Department of Ecology and Evolutionary Biology, Princeton University, Princeton, New Jersey, United States of America.
PLoS One. 2013 Jul 24;8(7):e68413. doi: 10.1371/journal.pone.0068413. Print 2013.
Norovirus (NoV) transmission may be impacted by changes in symptom intensity. Sudden onset of vomiting, which may cause an initial period of hyper-infectiousness, often marks the beginning of symptoms. This is often followed by: a 1-3 day period of milder symptoms, environmental contamination following vomiting, and post-symptomatic shedding that may result in transmission at progressively lower rates. Existing models have not included time-varying infectiousness, though representing these features could add utility to models of NoV transmission.
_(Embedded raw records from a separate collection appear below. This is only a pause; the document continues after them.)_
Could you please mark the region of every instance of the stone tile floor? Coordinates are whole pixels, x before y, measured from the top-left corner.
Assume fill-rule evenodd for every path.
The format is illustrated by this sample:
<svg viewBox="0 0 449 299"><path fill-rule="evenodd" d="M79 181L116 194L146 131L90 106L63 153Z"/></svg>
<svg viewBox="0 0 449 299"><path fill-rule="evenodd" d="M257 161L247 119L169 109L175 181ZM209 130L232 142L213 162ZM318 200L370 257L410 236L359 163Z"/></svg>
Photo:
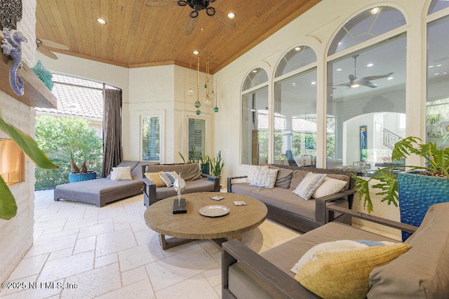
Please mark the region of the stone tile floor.
<svg viewBox="0 0 449 299"><path fill-rule="evenodd" d="M142 195L98 208L35 194L34 244L7 279L27 288L1 298L221 298L220 248L203 240L163 251ZM267 220L242 241L262 252L298 234Z"/></svg>

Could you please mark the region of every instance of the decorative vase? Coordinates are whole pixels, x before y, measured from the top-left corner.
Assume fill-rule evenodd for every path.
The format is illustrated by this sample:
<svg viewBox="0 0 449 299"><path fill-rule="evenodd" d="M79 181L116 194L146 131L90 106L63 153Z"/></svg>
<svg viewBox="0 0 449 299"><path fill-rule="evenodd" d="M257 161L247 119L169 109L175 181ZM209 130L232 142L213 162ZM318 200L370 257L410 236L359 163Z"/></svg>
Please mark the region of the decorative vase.
<svg viewBox="0 0 449 299"><path fill-rule="evenodd" d="M200 166L202 173L210 174L210 165L208 163L201 163Z"/></svg>
<svg viewBox="0 0 449 299"><path fill-rule="evenodd" d="M398 173L398 191L401 222L420 226L430 206L449 201L449 180L417 173ZM402 240L411 234L402 232Z"/></svg>
<svg viewBox="0 0 449 299"><path fill-rule="evenodd" d="M96 171L88 171L85 173L69 173L69 182L82 182L97 178Z"/></svg>

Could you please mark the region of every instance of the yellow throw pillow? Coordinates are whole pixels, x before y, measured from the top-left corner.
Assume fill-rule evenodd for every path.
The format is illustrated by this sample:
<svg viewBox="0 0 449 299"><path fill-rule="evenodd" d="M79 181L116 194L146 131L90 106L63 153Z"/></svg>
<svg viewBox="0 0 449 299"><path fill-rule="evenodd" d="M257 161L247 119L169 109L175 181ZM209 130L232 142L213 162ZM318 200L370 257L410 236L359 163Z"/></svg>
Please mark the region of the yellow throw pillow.
<svg viewBox="0 0 449 299"><path fill-rule="evenodd" d="M329 254L304 265L295 279L323 298L366 298L371 270L410 248L409 244L398 244Z"/></svg>
<svg viewBox="0 0 449 299"><path fill-rule="evenodd" d="M161 179L159 173L145 173L145 177L153 182L156 185L156 187L166 187L166 183Z"/></svg>

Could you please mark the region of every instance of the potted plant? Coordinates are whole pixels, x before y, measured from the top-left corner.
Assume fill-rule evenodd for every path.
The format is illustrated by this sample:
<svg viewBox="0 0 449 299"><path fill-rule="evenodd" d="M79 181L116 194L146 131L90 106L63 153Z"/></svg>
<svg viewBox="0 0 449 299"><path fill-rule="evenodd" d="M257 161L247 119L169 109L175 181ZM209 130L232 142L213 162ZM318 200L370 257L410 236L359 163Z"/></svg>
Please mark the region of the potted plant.
<svg viewBox="0 0 449 299"><path fill-rule="evenodd" d="M380 182L373 188L380 191L375 194L382 196L381 201L398 206L401 220L404 223L419 226L426 212L432 204L449 201L449 147L439 150L436 143L421 143L417 137L408 137L394 145L391 153L392 161L399 161L410 154L416 154L426 160L425 166L408 166L408 171L394 173L391 166L375 171L371 178L366 180L356 175L354 189L358 192L360 200L368 213L373 211L370 196L369 182L376 179ZM403 239L409 236L403 232Z"/></svg>
<svg viewBox="0 0 449 299"><path fill-rule="evenodd" d="M29 135L6 123L0 111L0 130L8 134L20 149L39 167L45 169L56 169L55 165L39 149L36 142ZM0 219L10 220L17 213L15 199L9 187L0 175Z"/></svg>
<svg viewBox="0 0 449 299"><path fill-rule="evenodd" d="M87 124L82 127L70 122L60 122L59 125L60 133L65 137L60 145L60 151L69 159L72 166L69 182L97 178L97 172L88 171L87 165L88 161L95 161L101 151L101 139Z"/></svg>
<svg viewBox="0 0 449 299"><path fill-rule="evenodd" d="M206 174L210 174L210 164L211 159L210 157L206 154L203 155L203 154L200 152L199 154L199 161L200 161L200 170L201 173Z"/></svg>
<svg viewBox="0 0 449 299"><path fill-rule="evenodd" d="M220 151L217 153L217 156L210 160L210 171L212 175L221 178L222 170L224 166L224 162L222 159L222 152Z"/></svg>

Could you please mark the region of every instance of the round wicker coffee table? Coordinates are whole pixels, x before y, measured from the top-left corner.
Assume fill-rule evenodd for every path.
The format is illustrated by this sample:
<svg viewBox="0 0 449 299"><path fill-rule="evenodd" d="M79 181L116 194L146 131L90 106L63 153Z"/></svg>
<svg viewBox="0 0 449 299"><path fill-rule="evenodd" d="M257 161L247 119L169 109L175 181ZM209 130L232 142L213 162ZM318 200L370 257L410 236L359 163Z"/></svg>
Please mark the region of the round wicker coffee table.
<svg viewBox="0 0 449 299"><path fill-rule="evenodd" d="M210 198L221 196L215 201ZM198 192L182 194L186 199L187 213L173 214L173 201L169 197L152 204L145 212L147 225L160 234L161 244L165 250L199 239L210 239L218 244L229 239L241 239L241 234L251 230L265 220L267 206L261 201L234 193ZM233 201L243 201L246 206L234 206ZM220 217L200 214L206 206L224 206L229 213ZM204 213L204 209L201 210ZM166 239L165 236L173 238Z"/></svg>

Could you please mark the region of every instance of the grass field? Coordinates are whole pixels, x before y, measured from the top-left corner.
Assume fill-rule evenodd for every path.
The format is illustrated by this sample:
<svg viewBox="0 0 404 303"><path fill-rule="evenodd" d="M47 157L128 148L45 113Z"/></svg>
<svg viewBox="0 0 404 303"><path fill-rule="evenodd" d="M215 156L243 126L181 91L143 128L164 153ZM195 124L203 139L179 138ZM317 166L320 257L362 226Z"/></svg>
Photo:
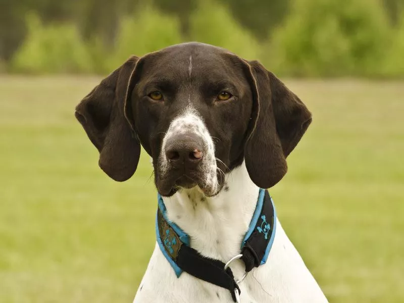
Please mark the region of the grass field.
<svg viewBox="0 0 404 303"><path fill-rule="evenodd" d="M73 112L98 80L0 77L1 302L133 299L156 190L144 154L98 168ZM314 122L270 190L284 228L330 301L404 302L404 83L286 83Z"/></svg>

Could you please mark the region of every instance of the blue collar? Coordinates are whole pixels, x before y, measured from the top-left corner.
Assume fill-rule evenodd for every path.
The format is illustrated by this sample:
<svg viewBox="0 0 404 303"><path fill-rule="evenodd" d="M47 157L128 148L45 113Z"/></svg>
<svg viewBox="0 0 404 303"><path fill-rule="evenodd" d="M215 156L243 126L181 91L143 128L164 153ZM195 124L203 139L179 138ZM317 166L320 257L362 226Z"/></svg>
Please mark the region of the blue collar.
<svg viewBox="0 0 404 303"><path fill-rule="evenodd" d="M190 246L189 236L167 216L163 198L158 194L159 208L156 220L157 242L163 254L179 277L183 270L177 264L182 245ZM276 212L268 190L260 189L256 210L240 247L246 271L264 264L275 238Z"/></svg>

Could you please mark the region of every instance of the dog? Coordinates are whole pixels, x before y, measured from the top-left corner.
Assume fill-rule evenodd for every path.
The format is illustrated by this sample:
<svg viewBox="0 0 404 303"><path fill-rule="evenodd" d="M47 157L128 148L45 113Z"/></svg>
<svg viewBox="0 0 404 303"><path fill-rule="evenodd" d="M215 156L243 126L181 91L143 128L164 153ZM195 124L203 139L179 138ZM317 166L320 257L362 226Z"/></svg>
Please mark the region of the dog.
<svg viewBox="0 0 404 303"><path fill-rule="evenodd" d="M258 61L197 42L133 56L83 99L75 116L112 179L132 176L141 145L153 160L163 210L158 220L167 234L157 226L134 303L327 301L275 215L259 218L254 233L265 234L271 246L267 260L247 272L240 255L260 189L285 175L286 158L312 121L300 99ZM188 262L189 272L206 272L206 279L181 273L170 259L182 241L178 233L203 262ZM217 274L211 264L222 265ZM222 274L234 282L230 288L212 282Z"/></svg>

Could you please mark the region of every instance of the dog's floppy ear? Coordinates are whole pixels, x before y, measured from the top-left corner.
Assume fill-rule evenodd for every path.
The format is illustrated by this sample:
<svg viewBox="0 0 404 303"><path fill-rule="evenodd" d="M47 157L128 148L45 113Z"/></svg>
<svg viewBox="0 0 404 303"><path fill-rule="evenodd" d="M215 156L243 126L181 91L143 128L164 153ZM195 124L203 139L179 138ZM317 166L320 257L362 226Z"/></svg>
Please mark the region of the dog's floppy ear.
<svg viewBox="0 0 404 303"><path fill-rule="evenodd" d="M268 188L287 170L286 158L312 121L300 99L257 61L248 63L254 98L251 126L244 147L245 165L252 181Z"/></svg>
<svg viewBox="0 0 404 303"><path fill-rule="evenodd" d="M76 118L99 152L99 167L119 181L132 176L140 154L140 145L124 115L128 82L137 60L131 57L76 107Z"/></svg>

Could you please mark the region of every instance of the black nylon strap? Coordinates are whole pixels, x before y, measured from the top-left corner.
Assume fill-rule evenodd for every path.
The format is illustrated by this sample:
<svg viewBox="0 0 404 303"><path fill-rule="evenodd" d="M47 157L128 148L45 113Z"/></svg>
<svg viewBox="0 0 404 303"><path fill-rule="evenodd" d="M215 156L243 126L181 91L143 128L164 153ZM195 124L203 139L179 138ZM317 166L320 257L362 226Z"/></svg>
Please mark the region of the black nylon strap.
<svg viewBox="0 0 404 303"><path fill-rule="evenodd" d="M241 259L245 265L246 272L258 267L262 262L265 263L268 257L266 253L267 249L270 248L269 245L275 235L275 209L268 191L265 190L264 194L262 207L261 210L259 208L256 210L260 213L257 217L255 213L254 221L251 223L254 225L254 229L250 232L251 233L241 249ZM236 302L235 291L237 290L239 294L240 288L230 268L225 270L223 262L204 257L183 242L160 208L157 214L157 222L161 242L159 245L162 250L165 250L166 258L168 256L179 269L190 275L228 289L233 301Z"/></svg>
<svg viewBox="0 0 404 303"><path fill-rule="evenodd" d="M228 289L233 300L236 302L235 289L240 288L234 280L230 267L225 270L222 262L204 257L193 248L182 245L176 263L182 270L198 279Z"/></svg>

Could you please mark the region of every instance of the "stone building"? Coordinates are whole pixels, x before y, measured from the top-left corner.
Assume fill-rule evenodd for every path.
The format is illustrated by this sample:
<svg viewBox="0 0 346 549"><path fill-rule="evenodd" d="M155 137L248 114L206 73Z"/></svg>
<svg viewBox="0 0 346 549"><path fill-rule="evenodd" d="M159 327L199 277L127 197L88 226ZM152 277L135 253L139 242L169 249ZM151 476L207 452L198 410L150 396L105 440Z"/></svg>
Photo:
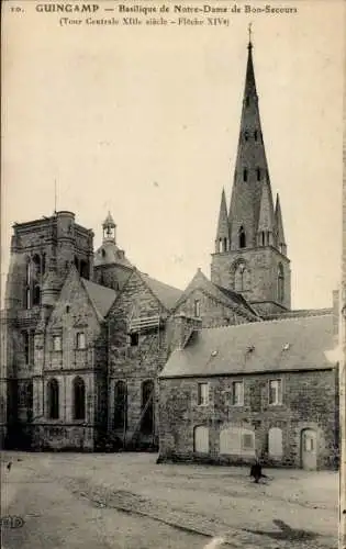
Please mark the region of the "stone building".
<svg viewBox="0 0 346 549"><path fill-rule="evenodd" d="M336 464L331 313L197 330L159 374L159 459Z"/></svg>
<svg viewBox="0 0 346 549"><path fill-rule="evenodd" d="M192 290L138 271L119 248L110 214L102 227L93 254L92 232L70 212L14 226L1 315L9 447L158 447L157 376ZM192 285L197 323L259 320L241 295L202 273Z"/></svg>
<svg viewBox="0 0 346 549"><path fill-rule="evenodd" d="M241 292L261 315L291 306L290 260L279 195L274 208L261 132L253 44L248 44L231 206L222 191L211 280Z"/></svg>
<svg viewBox="0 0 346 549"><path fill-rule="evenodd" d="M203 370L200 345L210 345L208 352L212 366L216 362L212 352L217 350L213 337L223 334L222 337L233 340L226 355L220 352L223 369L217 374L217 382L209 380L215 391L216 400L212 402L217 403L224 397L219 393L226 392L222 385L226 388L233 382L234 372L230 368L235 365L232 355L237 349L233 334L242 334L244 346L247 341L246 345L254 345L255 349L261 334L266 334L270 347L270 333L278 329L277 323L264 321L278 317L282 318L278 324L280 337L287 343L291 343L289 336L299 322L302 326L308 323L310 335L315 326L316 339L324 329L319 322L325 323L323 326L328 333L331 316L327 311L322 316L316 313L321 318L313 322L305 318L311 312L290 310L290 261L279 198L274 208L252 44L248 45L231 208L227 212L223 192L211 280L199 269L185 291L165 284L141 272L127 259L118 244L111 214L102 229L101 246L94 250L92 231L77 224L70 212L55 212L52 216L13 227L5 303L0 317L0 427L2 444L8 447L86 451L105 447L157 449L160 439L161 456L190 455L193 432L192 423L187 424L187 410L190 413L191 407L186 408L183 399L194 395L200 377L212 374ZM286 329L288 336L284 338ZM253 337L255 343L252 343ZM327 335L323 337L326 341ZM189 365L196 379L189 378L187 370L181 379L177 372L170 376L177 352L188 360L191 348L198 350L197 360ZM279 352L275 345L274 348ZM265 451L270 414L261 407L260 388L263 380L271 374L270 368L277 370L277 356L272 355L271 362L266 362L263 352L256 350L250 355L252 361L246 362L249 369L236 370L237 376L244 373L252 380L246 382L249 383L247 390L257 395L257 401L255 396L249 397L247 407L236 408L236 421L247 425L247 440L256 425L261 433L256 436L261 452ZM292 404L293 393L290 396L300 383L295 380L301 379L303 383L317 380L312 381L314 399L323 392L324 382L334 399L336 385L333 385L333 367L326 368L321 352L306 367L305 374L299 371L305 363L300 355L289 350L284 356L291 357L293 373L288 369L282 371L287 407L280 408L278 421L282 425L272 425L272 428L282 432L284 462L297 464L297 456L288 450L291 427L284 424L283 417L284 410L297 412ZM254 366L256 357L260 359L257 369ZM238 368L239 363L235 366ZM177 408L169 408L176 389L179 393ZM166 397L167 402L163 403ZM192 419L193 425L201 422L196 424L200 427L199 433L205 435L203 422L209 424L213 417L225 422L225 406L217 404L210 417L210 406L203 408L204 415L201 415L202 408L198 408ZM309 422L317 434L316 440L322 445L326 437L327 447L336 428L334 426L333 430L331 424L325 434L325 422L330 422L332 408L331 401L328 408L321 408L319 418L309 408ZM169 417L168 412L175 410L177 415ZM292 412L292 422L298 433L302 417L295 412L295 415ZM212 429L210 435L212 456L219 451L217 433ZM172 448L172 434L178 445L176 449ZM248 452L253 456L253 447ZM325 452L317 455L317 463L324 462Z"/></svg>

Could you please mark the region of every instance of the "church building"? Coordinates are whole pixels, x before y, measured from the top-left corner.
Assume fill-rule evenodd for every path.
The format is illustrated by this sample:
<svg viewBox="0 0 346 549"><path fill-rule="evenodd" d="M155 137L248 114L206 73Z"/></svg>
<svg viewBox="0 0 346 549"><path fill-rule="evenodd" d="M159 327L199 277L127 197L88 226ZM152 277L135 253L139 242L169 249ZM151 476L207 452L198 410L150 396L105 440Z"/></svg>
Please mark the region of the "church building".
<svg viewBox="0 0 346 549"><path fill-rule="evenodd" d="M94 250L93 232L71 212L13 226L1 312L1 444L234 462L268 453L277 429L274 462L330 463L337 365L324 359L324 346L333 347L337 321L332 310L291 311L252 43L211 278L198 269L183 291L168 285L127 259L110 213L102 229ZM306 450L301 461L292 450L301 445L314 457Z"/></svg>

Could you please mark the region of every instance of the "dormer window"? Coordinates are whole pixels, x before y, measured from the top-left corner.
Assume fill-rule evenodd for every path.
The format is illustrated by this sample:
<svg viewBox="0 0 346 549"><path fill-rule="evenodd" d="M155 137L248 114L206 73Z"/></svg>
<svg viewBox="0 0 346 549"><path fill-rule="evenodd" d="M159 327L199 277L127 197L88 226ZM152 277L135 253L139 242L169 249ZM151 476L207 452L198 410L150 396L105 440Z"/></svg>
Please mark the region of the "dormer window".
<svg viewBox="0 0 346 549"><path fill-rule="evenodd" d="M62 350L62 336L53 336L53 350L57 352Z"/></svg>
<svg viewBox="0 0 346 549"><path fill-rule="evenodd" d="M201 303L200 300L194 300L194 316L201 316Z"/></svg>
<svg viewBox="0 0 346 549"><path fill-rule="evenodd" d="M139 335L137 332L130 334L130 345L131 347L137 347L139 344Z"/></svg>
<svg viewBox="0 0 346 549"><path fill-rule="evenodd" d="M83 332L79 332L76 338L77 349L86 348L86 334Z"/></svg>

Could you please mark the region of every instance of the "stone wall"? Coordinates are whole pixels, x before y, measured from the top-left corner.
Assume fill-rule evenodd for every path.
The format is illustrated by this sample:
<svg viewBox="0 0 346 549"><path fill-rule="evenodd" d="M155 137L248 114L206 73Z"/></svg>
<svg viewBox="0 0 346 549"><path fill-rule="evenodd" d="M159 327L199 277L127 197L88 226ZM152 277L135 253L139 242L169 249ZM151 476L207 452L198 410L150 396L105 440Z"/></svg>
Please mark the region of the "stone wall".
<svg viewBox="0 0 346 549"><path fill-rule="evenodd" d="M269 379L282 380L282 404L269 405ZM256 451L265 463L301 466L301 433L312 428L317 434L317 468L335 464L338 441L337 372L283 372L241 377L185 378L159 380L160 459L202 459L212 462L253 461L252 453L221 455L220 434L225 427L242 427L255 434ZM244 405L231 403L232 382L244 382ZM208 382L210 401L198 405L198 383ZM193 447L198 426L209 429L209 451L199 455ZM268 433L282 430L282 456L268 453Z"/></svg>
<svg viewBox="0 0 346 549"><path fill-rule="evenodd" d="M138 332L137 345L131 345L130 323L132 317L160 315L161 328ZM152 380L155 388L154 415L157 418L156 379L168 356L168 332L165 328L168 313L147 288L137 272L127 281L121 295L109 313L109 432L114 432L114 388L124 381L127 390L127 440L141 430L142 383ZM158 422L155 422L157 436ZM115 429L119 430L119 429ZM119 435L121 435L119 433ZM133 437L133 438L132 438Z"/></svg>
<svg viewBox="0 0 346 549"><path fill-rule="evenodd" d="M250 303L278 301L278 266L281 264L284 273L284 300L282 305L286 309L291 307L290 262L286 256L271 246L213 254L211 265L212 282L234 290L234 271L239 260L245 261L249 271L249 289L242 292L242 294ZM272 312L277 311L274 310Z"/></svg>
We address this by comparing the fit of three models (Models 1-3) of NoV infection to household transmission data from a 2009 point-source outbreak of GII.12 norovirus in North Carolina. Model 1 is an SEIR compartmental model, modified to allow Gamma-distributed sojourn times in the latent and infectious classes, where symptomatic cases are uniformly infectious over time. Model 2 assumes infectiousness decays exponentially as a function of time since onset, while Model 3 is discontinuous, with a spike concentrating 50% of transmissibility at onset. We use Bayesian data augmentation techniques to estimate transmission parameters for each model, and compare their goodness of fit using qualitative and quantitative model comparison. We also assess the robustness of our findings to asymptomatic infections.
We find that Model 3 (initial spike in shedding) best explains the household transmission data, using both quantitative and qualitative model comparisons. We also show that these results are robust to the presence of asymptomatic infections.
Explicitly representing explosive NoV infectiousness at onset should be considered when developing models and interventions to interrupt and prevent outbreaks of norovirus in the community. The methods presented here are generally applicable to the transmission of pathogens that exhibit large variation in transmissibility over an infection.
诺如病毒(NoV)的传播可能会受到症状强度变化的影响。突然出现的呕吐,可能会导致初始的高度传染性,通常标志着症状的开始。随后通常会出现:1-3 天的症状较轻期、呕吐后的环境污染以及无症状排毒,这可能会导致传播率逐渐降低。现有模型并未包括时变传染性,尽管这些特征的表示可能会增加 NoV 传播模型的实用性。
我们通过将三种 NoV 感染模型(模型 1-3)与北卡罗来纳州 2009 年一起水源性暴发的 GII.12 诺如病毒家庭传播数据进行比较来解决这个问题。模型 1 是一个 SEIR compartmental 模型,经过修改,可以允许潜伏期和感染期的逗留时间呈伽马分布,其中症状性病例在整个时间内均匀具有传染性。模型 2 假设传染性随发病后时间呈指数衰减,而模型 3 是不连续的,50%的传染性集中在发病时。我们使用贝叶斯数据增强技术来估计每个模型的传播参数,并使用定性和定量模型比较来比较它们的拟合优度。我们还评估了无症状感染对我们发现的稳健性。
我们发现,使用定量和定性模型比较,模型 3(发病时的爆发性排毒)最能解释家庭传播数据。我们还表明,这些结果对无症状感染的存在是稳健的。
在开发模型和干预措施以中断和预防社区中诺如病毒爆发时,应考虑明确表示爆发性 NoV 传染性。这里提出的方法通常适用于具有感染过程中传染性变化较大的病原体的传播。